In 1974 the AHA published the first guidelines for advanced cardiovascular life-support (ACLS). Towards the end of the century, the association came up with national guidelines for CPR in infants and started providing telephone assistance and CPR instructions.

First Defibrillator

In 1957 a team of scientists at Johns Hopkins under the guidance of William Bennett Kouwenhoven invented the first portable A-C Closed Chest Defibralator after several years of research and attempts. The product was thoroughly tested on animals before it was first used on a human patient on March 17, 1957. The doctor who performed the defibrillation was a Hopkins Hospital resident named Gottlieb C. Friesinger II, and the patient was successfully revived.

Resusci Anne

In the 1960s, a life-size manikin was created to help the mass CPR training efforts and to make CPR certification readily available for as many people as possible. The manakin is widely popular as “Resusci Anne” and is responsible for hundreds if not thousands of saved lives throughout the world.

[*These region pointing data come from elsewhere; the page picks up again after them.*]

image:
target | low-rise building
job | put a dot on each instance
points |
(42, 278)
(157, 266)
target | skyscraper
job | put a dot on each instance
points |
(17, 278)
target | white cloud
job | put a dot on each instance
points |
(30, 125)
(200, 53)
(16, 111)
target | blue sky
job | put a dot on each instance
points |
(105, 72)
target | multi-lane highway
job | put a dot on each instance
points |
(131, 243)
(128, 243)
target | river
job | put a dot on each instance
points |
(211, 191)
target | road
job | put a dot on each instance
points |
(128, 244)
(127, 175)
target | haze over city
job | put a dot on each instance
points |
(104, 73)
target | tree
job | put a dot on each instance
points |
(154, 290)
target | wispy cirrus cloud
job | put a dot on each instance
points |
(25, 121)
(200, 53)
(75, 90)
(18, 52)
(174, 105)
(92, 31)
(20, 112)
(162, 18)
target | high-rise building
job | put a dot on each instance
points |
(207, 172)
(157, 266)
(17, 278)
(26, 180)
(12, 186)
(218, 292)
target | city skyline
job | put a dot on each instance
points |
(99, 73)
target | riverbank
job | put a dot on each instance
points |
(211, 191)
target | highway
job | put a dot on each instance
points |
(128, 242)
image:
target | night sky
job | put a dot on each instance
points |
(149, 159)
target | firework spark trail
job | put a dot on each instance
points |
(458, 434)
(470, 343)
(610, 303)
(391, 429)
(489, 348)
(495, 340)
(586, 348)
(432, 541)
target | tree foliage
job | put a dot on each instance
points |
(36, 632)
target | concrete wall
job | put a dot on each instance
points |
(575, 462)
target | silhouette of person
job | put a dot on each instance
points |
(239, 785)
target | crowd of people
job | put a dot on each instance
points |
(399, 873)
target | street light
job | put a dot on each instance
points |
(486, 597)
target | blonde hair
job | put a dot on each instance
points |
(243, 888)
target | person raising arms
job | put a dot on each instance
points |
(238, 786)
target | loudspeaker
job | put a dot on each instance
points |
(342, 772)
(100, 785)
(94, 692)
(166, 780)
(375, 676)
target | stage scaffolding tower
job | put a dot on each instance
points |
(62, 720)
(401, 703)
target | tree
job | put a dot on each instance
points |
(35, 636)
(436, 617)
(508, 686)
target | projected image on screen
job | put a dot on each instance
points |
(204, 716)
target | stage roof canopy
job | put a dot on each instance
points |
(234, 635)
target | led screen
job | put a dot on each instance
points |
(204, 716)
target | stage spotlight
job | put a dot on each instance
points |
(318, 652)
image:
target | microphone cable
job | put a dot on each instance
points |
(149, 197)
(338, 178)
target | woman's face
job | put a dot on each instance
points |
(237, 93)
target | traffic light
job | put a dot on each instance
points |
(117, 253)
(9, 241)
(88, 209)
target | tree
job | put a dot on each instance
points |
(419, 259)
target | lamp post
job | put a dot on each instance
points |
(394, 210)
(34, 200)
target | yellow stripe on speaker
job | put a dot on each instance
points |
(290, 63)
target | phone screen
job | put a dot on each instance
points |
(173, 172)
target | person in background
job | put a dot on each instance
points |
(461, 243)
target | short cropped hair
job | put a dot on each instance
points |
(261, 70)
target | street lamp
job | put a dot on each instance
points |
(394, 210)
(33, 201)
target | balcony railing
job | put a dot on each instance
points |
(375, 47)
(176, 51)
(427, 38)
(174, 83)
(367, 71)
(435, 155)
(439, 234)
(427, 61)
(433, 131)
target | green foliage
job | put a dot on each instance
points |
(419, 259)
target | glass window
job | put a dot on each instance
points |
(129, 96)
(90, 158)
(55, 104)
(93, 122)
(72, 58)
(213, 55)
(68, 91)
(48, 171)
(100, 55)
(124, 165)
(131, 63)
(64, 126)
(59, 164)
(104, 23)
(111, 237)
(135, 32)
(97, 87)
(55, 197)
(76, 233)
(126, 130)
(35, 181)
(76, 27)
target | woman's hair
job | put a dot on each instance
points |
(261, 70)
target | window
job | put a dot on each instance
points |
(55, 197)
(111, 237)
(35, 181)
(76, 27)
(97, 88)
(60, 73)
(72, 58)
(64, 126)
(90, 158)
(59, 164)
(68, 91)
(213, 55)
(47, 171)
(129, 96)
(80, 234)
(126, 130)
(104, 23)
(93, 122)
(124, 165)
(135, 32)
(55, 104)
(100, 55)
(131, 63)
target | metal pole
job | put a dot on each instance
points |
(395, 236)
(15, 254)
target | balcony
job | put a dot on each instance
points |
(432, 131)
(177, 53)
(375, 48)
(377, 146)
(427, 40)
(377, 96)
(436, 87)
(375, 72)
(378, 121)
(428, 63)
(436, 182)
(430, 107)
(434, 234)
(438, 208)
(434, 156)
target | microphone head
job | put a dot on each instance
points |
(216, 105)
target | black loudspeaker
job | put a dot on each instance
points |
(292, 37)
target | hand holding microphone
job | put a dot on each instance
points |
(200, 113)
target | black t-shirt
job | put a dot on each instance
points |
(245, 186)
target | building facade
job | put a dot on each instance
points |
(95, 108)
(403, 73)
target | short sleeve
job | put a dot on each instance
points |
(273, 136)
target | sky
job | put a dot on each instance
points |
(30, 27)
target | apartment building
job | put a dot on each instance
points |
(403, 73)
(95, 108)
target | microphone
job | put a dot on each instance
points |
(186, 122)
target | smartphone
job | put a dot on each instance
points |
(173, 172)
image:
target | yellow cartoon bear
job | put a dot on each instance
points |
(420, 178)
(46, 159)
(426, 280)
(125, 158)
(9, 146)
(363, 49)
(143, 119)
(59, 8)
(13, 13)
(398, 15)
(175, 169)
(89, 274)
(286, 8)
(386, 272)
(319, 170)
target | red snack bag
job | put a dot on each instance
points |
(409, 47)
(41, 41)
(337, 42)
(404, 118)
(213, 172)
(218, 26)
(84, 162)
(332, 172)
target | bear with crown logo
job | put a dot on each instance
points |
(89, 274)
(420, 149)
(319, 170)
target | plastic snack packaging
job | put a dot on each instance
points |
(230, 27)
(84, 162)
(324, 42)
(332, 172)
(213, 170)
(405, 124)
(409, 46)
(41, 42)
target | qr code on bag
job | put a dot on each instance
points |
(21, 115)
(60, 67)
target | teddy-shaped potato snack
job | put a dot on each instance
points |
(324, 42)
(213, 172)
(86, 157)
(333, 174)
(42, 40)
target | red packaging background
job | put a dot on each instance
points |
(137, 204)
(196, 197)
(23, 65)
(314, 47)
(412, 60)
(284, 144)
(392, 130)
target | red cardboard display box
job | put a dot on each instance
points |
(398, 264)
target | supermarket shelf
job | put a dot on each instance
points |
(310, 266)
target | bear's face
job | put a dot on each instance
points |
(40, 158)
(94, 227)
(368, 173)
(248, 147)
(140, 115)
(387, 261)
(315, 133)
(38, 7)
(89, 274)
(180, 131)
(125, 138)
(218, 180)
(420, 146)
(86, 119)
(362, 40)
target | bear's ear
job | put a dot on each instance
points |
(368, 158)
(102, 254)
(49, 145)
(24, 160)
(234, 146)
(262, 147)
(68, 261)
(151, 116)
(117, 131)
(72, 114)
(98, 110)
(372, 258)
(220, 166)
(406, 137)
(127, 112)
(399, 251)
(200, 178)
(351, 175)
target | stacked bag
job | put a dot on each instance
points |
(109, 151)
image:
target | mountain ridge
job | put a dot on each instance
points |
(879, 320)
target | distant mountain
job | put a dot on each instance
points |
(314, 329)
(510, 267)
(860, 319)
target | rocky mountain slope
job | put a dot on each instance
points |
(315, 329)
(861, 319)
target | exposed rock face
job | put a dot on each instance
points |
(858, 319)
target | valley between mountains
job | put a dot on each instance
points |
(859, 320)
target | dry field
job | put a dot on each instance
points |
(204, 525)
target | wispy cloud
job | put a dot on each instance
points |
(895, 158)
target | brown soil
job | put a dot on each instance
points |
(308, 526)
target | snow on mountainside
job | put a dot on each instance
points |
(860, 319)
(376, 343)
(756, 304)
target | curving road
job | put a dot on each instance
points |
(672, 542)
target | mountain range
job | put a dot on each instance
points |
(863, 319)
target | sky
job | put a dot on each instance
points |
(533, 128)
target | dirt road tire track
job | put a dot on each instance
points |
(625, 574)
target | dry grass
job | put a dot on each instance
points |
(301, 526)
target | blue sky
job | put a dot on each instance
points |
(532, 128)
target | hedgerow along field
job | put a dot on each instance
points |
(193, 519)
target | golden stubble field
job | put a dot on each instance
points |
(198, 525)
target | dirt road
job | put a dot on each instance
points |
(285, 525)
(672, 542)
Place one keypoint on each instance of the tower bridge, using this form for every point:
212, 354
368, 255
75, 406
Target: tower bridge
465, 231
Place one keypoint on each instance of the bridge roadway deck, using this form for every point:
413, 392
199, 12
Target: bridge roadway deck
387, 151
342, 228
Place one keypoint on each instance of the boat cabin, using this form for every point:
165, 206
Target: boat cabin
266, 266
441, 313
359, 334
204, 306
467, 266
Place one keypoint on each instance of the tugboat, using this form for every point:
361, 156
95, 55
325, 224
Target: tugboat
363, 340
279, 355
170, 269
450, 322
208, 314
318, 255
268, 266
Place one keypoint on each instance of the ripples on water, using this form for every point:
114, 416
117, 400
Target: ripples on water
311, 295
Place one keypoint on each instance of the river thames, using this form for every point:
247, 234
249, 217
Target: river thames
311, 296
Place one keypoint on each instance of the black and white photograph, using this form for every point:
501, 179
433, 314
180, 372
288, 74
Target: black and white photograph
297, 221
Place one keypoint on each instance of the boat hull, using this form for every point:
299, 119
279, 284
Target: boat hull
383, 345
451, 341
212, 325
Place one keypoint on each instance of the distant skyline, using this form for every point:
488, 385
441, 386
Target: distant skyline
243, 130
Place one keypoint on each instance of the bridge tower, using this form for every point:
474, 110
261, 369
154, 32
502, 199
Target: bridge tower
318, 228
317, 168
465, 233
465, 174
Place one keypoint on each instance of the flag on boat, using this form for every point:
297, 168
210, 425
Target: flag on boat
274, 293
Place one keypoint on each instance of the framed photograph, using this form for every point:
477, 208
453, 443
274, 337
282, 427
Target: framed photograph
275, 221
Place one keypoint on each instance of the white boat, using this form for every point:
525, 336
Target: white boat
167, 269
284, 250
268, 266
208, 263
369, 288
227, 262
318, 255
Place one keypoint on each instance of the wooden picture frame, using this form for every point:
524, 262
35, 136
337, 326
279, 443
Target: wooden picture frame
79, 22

The twenty-first century is a time for perfecting cardiopulmonary resuscitation. After decades of medical research and countless instances of trial and error, scientists can now calculate the optimal rate, duration, and depth of chest compressions.

      • In 2005 the American Heart Association came up with the Family & Friends CPR Anytime kit that allows users to learn CPR in a matter of minutes. The kit provides great help in instances of out-of-hospital cardiac arrest.

      • In 2008 the association came out with a new recommendation stating that bystanders should use Hands-Only CPR and not provide mouth-to-mouth resuscitation until help arrives.

    CPR as We Know It

    Today, cardiopulmonary resuscitation performed in an out-of-hospital setting typically entails:

        • Evaluating the surroundings and assuring the person who is about to receive CPR is unresponsive and, indeed, not breathing

        • Calling 9-1-1 or calling out for help

        • Obtaining a nearby AED, if available

        • Ensuring the victim’s airway is unobstructed by tilting their head back

        • Starting and continuing chest compressions at a rate of 100 to 120 compressions per minute until medical professionals arrive.

      Conclusion – CPR in The Future

      CPR has come a long way through the years, and if the past is any indicator, it will continue to improve in the future. Although general guidelines have remained consistent in the past decade or two, small advancements are being made every day.

      Scientists are now creating manikins that give valuable feedback in terms of hand placement, depth and ratio of chest compressions, and ventilation to facilitate better training. There are even a number of mobile apps emerging on the market that provide support in administering cardiopulmonary resuscitation.